Core Innovation Capital's Quest To Find Finance Innovation, With Arjan Schutte

Story by Benjamin F. Kuo


Los Angeles has recently become the hotbed for financial startups--from Green Dot, to Blackline Systems, to Wallaby and ZestCash. That increase in startups has not gone un-noticed. Thanks to that activity, a new, venture investor has moved into town, Core Innovation Capital ( , to specifically take advantage of those opportunities. We spoke with Arjan Shutte about the investment firm and its interest in financial startups, and why it moved from New York.
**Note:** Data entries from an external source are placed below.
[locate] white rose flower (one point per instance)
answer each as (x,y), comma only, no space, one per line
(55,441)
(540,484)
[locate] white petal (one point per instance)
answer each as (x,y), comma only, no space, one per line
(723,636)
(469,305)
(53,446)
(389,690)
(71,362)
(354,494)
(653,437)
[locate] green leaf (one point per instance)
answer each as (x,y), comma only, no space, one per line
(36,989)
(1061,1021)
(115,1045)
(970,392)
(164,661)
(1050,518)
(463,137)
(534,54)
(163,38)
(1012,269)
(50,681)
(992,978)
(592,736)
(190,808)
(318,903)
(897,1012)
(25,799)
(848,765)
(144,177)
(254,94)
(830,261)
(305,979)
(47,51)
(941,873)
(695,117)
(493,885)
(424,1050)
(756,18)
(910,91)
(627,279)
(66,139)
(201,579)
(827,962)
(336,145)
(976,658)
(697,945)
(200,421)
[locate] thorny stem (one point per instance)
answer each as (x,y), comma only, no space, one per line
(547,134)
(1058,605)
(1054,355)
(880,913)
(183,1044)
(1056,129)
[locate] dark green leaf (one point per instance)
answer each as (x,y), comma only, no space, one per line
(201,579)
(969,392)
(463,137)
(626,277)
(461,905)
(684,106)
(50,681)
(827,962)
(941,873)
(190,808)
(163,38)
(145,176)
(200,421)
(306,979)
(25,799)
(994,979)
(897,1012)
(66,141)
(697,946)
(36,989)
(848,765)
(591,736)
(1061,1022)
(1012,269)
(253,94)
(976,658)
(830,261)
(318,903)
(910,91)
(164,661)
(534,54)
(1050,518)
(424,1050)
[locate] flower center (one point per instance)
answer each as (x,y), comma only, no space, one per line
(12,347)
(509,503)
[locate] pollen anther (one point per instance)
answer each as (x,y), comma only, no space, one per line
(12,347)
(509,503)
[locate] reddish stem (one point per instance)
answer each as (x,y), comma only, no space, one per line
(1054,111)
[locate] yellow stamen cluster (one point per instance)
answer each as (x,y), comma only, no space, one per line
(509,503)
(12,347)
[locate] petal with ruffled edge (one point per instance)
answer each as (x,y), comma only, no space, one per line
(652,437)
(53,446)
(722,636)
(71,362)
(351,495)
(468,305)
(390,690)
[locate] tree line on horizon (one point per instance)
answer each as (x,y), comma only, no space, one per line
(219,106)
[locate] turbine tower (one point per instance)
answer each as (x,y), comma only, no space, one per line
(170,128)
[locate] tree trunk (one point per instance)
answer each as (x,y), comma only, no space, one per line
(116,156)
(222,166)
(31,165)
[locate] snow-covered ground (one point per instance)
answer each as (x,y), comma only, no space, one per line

How did you end up in Los Angeles?

Arjan Schutte: Our fund has a big mission, to invest in financial technology for the emerging middle class. We started in Chicago, ten years ago, when I started a think tank that focuses on the, the Center for Financial Services and Innovation. I then moved to New York, where I set up the fund. However, although New York may be the financial capital of the world it is a little out in the weeds. We wanted to come to California, and Los Angeles in particular, where the consumer is around, and we're close to the end users that we're interested in, and also where there is an exciting, emerging, and under-served tech community. Lots of people think of Los Angeles as a media center, for obvious reasons--but, we knew before we came, there is also a lot of exciting, financial technology going on here. Since coming here, we're actually really excited about how many exciting financial technology startups we have run across, which is a lot more than we originally thought.

Tell us about Core Capital and the types of investments you make?

Arjan Schutte: The consumer segment we care about is the underbanked, nontraditional customers. Basically, there are one in four Americans who are less likely a bank, and more likely to use check cashing. You'd be surprised how big this is. There are 80 million Americans in this emerging class, who are unbanked and underbanked. To give you a feel of the scale of that, those 80 million Americans make up about a trillion dollars in income, and they spent about $80 billion last year on fees and interest with financial services alone, mostly for basic, financial services. We're very excited about investments in this space, because, not only do we want to make money, but we also want to be transformational to people's lives. We want to give them better financial tools, help them save more money of that not much money they do have, and become upwardly mobile. We want to both make an excellent financial return for our investors, as well as make a meaningful, scalable, positive impact on consumer's lives.

How big is the fund?

Arjan Schutte: We're a small fund, $50 million dollars, and our investors are mostly Blue Chip institutional investors. Our investors include Goldman Sachs, another top tier investment bank, one of the top five retail banks in the country, and a publicly traded consumer finance company, plus a AAA-rated pension fund. We're really proud that we have such a high caliber of institutional investors involved in our strategy.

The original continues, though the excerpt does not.